Flight per se is not synonymous with guilt and must not always be attributed to ones
consciousness of guilt (Valdez v. People, G.R. No. 170180, November 23, 2007;
People v. Lopez, 371 Phil. 852, 862 (1999); People v. Bawar, 262 SCRA 325) Of
persuasion was the Michigan Supreme Court when it ruled in People v. Shabaz,
424 Mich. 42, 378 N.W.2d 451 (1985) that flight alone is not a reliable indicator of guilt
without other circumstances because flight alone is inherently ambiguous. Alone, and
under the circumstances of this case, petitioners flight lends itself just as easily to an
innocent explanation as it does to a nefarious one.

A person may flee or hide for some other motive and may do so even though innocent.
Whether the evidence of flight or concealment in this case should be looked at as
tending to prove guilt, depends upon the facts and circumstances of this case and
especially upon motives which may have prompted the flight or concealment. You may
not find [appellant] guilty solely on the basis of evidence of flight or concealment
(Commonwealth v. Bruce, August 26, 1998, Superior Court of Pennsylvania).

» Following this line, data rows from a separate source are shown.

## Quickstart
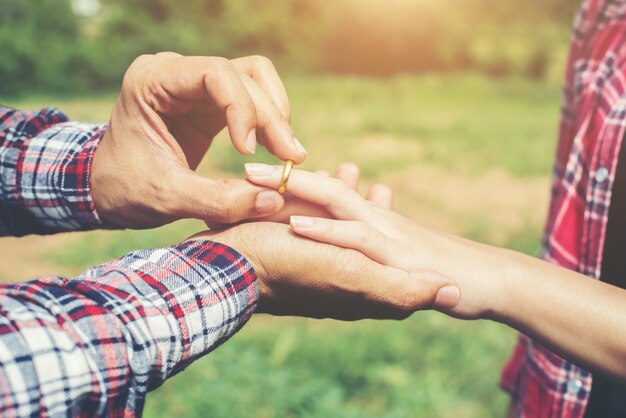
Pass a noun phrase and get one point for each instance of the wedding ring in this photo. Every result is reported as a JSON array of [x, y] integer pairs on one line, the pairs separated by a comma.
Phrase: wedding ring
[[282, 188]]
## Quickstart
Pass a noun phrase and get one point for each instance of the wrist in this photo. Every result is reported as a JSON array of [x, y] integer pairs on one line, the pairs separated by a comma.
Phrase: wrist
[[512, 278]]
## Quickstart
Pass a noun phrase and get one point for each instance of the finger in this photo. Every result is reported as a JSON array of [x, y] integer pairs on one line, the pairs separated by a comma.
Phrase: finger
[[347, 234], [223, 201], [381, 195], [215, 79], [263, 72], [330, 193], [349, 174], [297, 207], [356, 287], [279, 137]]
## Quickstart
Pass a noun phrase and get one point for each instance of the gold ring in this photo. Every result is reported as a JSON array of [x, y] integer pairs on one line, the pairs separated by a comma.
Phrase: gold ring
[[285, 178]]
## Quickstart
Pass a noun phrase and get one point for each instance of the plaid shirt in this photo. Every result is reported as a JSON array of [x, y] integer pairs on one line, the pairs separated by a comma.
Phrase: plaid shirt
[[96, 344], [592, 127]]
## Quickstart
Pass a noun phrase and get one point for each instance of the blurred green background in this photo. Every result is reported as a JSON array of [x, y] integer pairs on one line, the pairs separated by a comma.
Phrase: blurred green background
[[454, 103]]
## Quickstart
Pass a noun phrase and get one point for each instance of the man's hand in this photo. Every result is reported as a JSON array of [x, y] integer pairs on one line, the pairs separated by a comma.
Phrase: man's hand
[[304, 278], [169, 110]]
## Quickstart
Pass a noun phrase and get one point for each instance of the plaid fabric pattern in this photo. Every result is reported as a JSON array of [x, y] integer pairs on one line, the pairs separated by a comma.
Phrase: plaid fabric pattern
[[95, 345], [592, 127], [44, 172]]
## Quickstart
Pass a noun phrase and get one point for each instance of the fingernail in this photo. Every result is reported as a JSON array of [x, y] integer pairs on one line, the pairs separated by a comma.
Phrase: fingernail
[[301, 222], [448, 297], [251, 142], [266, 202], [299, 146], [258, 170]]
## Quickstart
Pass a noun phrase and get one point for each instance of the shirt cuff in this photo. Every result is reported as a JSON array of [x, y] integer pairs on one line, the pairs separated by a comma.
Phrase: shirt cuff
[[46, 167], [194, 296]]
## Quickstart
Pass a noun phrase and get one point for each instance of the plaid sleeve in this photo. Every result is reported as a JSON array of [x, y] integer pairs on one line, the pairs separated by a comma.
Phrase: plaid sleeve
[[95, 345], [44, 172]]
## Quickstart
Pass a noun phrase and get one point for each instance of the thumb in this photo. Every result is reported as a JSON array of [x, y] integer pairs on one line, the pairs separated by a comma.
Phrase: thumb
[[224, 201]]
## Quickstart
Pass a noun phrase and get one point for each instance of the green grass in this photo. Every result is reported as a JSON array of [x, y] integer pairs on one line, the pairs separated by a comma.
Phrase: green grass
[[428, 366]]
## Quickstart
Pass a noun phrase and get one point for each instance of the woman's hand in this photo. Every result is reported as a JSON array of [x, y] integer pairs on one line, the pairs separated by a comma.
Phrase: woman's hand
[[390, 239], [168, 112], [300, 277]]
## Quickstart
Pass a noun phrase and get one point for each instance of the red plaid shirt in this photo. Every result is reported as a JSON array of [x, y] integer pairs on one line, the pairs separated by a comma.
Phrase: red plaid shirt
[[95, 345], [592, 127]]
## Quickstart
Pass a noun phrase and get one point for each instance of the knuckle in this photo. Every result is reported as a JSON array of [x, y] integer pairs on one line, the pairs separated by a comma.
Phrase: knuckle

[I]t is a matter of common knowledge that men who are entirely innocent do sometimes
fly from the scene of a crime through fear of being apprehended as the guilty parties, or
from an unwillingness to appear as witnesses. Nor is it true as an accepted axiom of
criminal law that "the wicked flee when no man pursueth; but the righteous are bold as a
lion." Innocent men sometimes hesitate to confront a jury, --not necessarily because
they fear that the jury will not protect them, but because they do not wish their names to
appear in connection with criminal acts, are humiliated at being obliged to incur the
popular odium of an arrest and trial, or because they do not wish to be put to the
annoyance or expense of defending themselves (Alberty v. United States, 162 U.S. 499,
511, 16 S.Ct. 864, 868, 40 L.Ed. 1051, 1056 (1896). Earlier that term in Hickory v.
United States, 160 U.S. 408, 16 S.Ct. 327, 40 L.Ed. 474, (1896), the Court also found
error in the giving of a flight instruction, finding that it was misleading because it
presented the inculpatory inferences but "omitted or obscured the converse aspect."